RealTrax on the MTH trestle set - looks "funny" in the air?

Posted February 03, 2006 11:18 AM
Using MTH RealTrax and the trestle set. The track in the air “looks” a little funny, with the roadbed and ballast up there with it. Has anyone tried using the MTH interface with other track (Lionel tubular), thereby using that non-MTH track as the elevated track? If so, is it only Lionel that this could even work with? How does that idea even sound to you? Will there be complications with compatability or powering?

As far as traction, even tho the 24 trestles result in a high grade, my MTH steam engine, and my Lionel little Penn whistler, both get up and down fine, pulling 6 or 7 cars behind them, ont he RealTrax. But could the non-MTH track result in traction issues?

Thanks for any advice you can give me.

I am quite certain that the grade will be the determining factor, not so much the matched rails. Hard for me to imagine it otherwise…

I am not familiar with the products you describe, but you may have to cut off the material under the rails during the track’s traverse of the trestle. Trestles have their own close-set ties, plus inner guard rails, and outer wooden rails. So the rails would be spiked directly into the numerous ties on the running surface of the trestle.

Seems to me that you may have to raise the trestle to meet the nether surfaces of your rails, but clear away any plastic add-on stuff that they have place under your rails where the trestle is meant to fit. You can always build wooden cribbing under the trestle bents if they are now too short, or simply add “dirt and stuff” by shaping Sculptamold around the bases of the bents.

Is that what you are looking for?

thanks for the advice. when i said “trestle” maybe its the wrong term. they are a series of 24 pillars, of ascending and then descending height, and they fit under the track. so the track goes up, stays level for a while, and then descends.

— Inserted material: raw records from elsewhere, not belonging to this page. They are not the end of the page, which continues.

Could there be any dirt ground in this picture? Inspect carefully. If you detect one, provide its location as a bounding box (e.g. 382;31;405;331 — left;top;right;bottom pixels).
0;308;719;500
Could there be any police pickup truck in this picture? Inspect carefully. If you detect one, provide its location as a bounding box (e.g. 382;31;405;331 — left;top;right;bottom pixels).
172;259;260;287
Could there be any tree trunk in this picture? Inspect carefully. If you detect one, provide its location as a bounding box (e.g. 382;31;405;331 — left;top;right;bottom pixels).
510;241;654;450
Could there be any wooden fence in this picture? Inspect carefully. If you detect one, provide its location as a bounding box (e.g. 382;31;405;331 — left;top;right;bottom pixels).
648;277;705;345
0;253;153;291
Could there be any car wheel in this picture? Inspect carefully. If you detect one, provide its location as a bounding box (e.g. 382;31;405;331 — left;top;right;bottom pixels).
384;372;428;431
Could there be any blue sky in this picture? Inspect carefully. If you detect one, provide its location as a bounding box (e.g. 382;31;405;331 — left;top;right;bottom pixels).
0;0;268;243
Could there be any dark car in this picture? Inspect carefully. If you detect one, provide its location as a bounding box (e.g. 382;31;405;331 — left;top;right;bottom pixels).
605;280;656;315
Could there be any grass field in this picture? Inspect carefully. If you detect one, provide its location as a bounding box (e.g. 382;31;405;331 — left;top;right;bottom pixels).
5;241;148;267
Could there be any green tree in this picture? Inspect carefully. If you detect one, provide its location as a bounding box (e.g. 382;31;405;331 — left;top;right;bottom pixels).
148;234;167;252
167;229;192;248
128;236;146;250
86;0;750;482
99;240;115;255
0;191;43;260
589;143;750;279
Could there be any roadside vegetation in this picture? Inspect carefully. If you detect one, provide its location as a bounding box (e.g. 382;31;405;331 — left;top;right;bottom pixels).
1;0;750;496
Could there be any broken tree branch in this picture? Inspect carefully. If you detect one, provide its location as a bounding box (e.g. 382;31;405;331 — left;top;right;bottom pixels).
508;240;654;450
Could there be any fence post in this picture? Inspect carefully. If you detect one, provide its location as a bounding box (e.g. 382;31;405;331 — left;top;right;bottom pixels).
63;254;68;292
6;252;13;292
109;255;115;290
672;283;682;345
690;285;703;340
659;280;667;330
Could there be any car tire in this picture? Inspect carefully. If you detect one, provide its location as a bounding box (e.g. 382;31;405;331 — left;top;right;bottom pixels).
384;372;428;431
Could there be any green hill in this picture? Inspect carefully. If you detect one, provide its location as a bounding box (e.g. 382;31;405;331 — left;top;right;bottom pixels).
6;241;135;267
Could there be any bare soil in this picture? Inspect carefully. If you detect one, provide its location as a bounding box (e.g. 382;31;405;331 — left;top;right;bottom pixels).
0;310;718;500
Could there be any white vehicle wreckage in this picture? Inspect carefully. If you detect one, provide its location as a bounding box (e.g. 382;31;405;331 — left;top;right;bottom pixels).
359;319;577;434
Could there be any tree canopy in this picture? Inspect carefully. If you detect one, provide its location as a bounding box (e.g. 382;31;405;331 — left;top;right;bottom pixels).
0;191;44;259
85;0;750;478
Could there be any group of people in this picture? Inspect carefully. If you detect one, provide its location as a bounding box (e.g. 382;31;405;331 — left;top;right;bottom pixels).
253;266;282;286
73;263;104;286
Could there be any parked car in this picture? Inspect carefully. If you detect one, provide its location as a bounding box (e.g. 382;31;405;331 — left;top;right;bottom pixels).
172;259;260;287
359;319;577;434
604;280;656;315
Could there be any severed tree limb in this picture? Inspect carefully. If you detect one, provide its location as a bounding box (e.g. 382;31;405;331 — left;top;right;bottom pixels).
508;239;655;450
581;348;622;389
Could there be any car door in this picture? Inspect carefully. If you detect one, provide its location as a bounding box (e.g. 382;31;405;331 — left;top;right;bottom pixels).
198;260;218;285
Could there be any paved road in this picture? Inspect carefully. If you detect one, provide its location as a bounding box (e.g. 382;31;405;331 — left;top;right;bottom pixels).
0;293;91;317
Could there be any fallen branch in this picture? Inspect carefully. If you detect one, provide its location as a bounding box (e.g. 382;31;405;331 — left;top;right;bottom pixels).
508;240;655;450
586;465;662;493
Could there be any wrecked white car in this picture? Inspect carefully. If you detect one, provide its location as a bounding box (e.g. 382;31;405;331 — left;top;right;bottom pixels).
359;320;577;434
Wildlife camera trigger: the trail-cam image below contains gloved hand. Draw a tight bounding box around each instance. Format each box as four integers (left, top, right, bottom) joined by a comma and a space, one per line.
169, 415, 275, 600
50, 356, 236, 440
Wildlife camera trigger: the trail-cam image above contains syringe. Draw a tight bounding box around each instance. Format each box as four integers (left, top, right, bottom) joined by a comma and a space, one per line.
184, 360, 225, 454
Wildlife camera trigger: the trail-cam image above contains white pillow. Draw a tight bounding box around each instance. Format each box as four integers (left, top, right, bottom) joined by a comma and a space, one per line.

its just that the realtrax comes with its own roadbed and ballast molded in plastic. i have seen some that add more realistic looking ballast on the track on the ground. but in the air, it looks funny, kinda. i might try to mate it with some regular track and use that track in the air.

thanks for the ideas.

Okay, I see now. You need a piece of Atlas 3-foot flexible track cut to the length you require to get across the incline towers. Since the meeting will be between two ends of the other track, with ballast, you’ll have to rais those towers with cut pieces of foam or wood.

This is a trestle…

Selector

thanks. i’ll use the atlas flexible track. when i go to electrically “connect” that to the realtrax, would i solder a jumper wire from the realtrax to the atlas? and if so, which rails? all three, just the outside two, or some other combonation? sorry for being such a novice.

i would also upload an image, like you did of your trestle, but i havent figured out how to do it yet on this forum. sorry.

thanks a gain for all your advice. i really appreciate it.

If your looking for reallism then ditch the pillars altogether there not even close to prototypical, you may want to look into woodland scenics inclines,
http://www.woodlandscenics.com/index.htm
I,m not sure if they make them for O-scale but you could try putting 2 ho-scale side by side.

hope this helps

bill

I forgot that you are in O, so I do not know if you can get track in that scale like flex-track, but even if not, you still have to remove the plastic ballast or whatever it is that is making it look unrealistic in the situation you are describing. That will be a real chore. Mybe you can just buy individual rails and some ties (buy the lumber from the hobby shop and cut it and paint it to suit your needs) and custom lay what you need on that incline.

In an article series of a couple of years ago, a CTT project railroad discussed how to add bridge “trusses” between the trestles to make them a little more realistic with the O27 tubular track they were using.

The trestle or pier sets sold with or as an accessory for train sets is probably the least realistic way to set up grades, especially with track with built-in roadbed, as you have discovered.

One way to makes things better is to “cookie cutter” the plywood underneath the track. Take a jig saw and cut the plywood just outside the track outline from where the grade starts. Then raise the plywood “tongue” above grade level using blocks of wood - which will later be covered with scenery. The track raises with the plywood. Use bridges where the track crosses a stream, another track, or road.

Another possibility, as some one suggested, was to use Atlas flex track (yes they make flex and sectional track in 3 rail O, too) on top of the pier/trestle set. Not sure how you would fasten the track to the trestles, but it could work, especially if you add some supporting trusses for looks between the piers/trestles. At the base of the grade, you would have to shim the Atlas track to match the height of the Realtrax. I wouldn’t try to fasten the 2 different track types together, rather fasten each piece in position so it butts up solidly to the other at the correct height. Use a separate set of wire feeders for the Atlas track to get your power.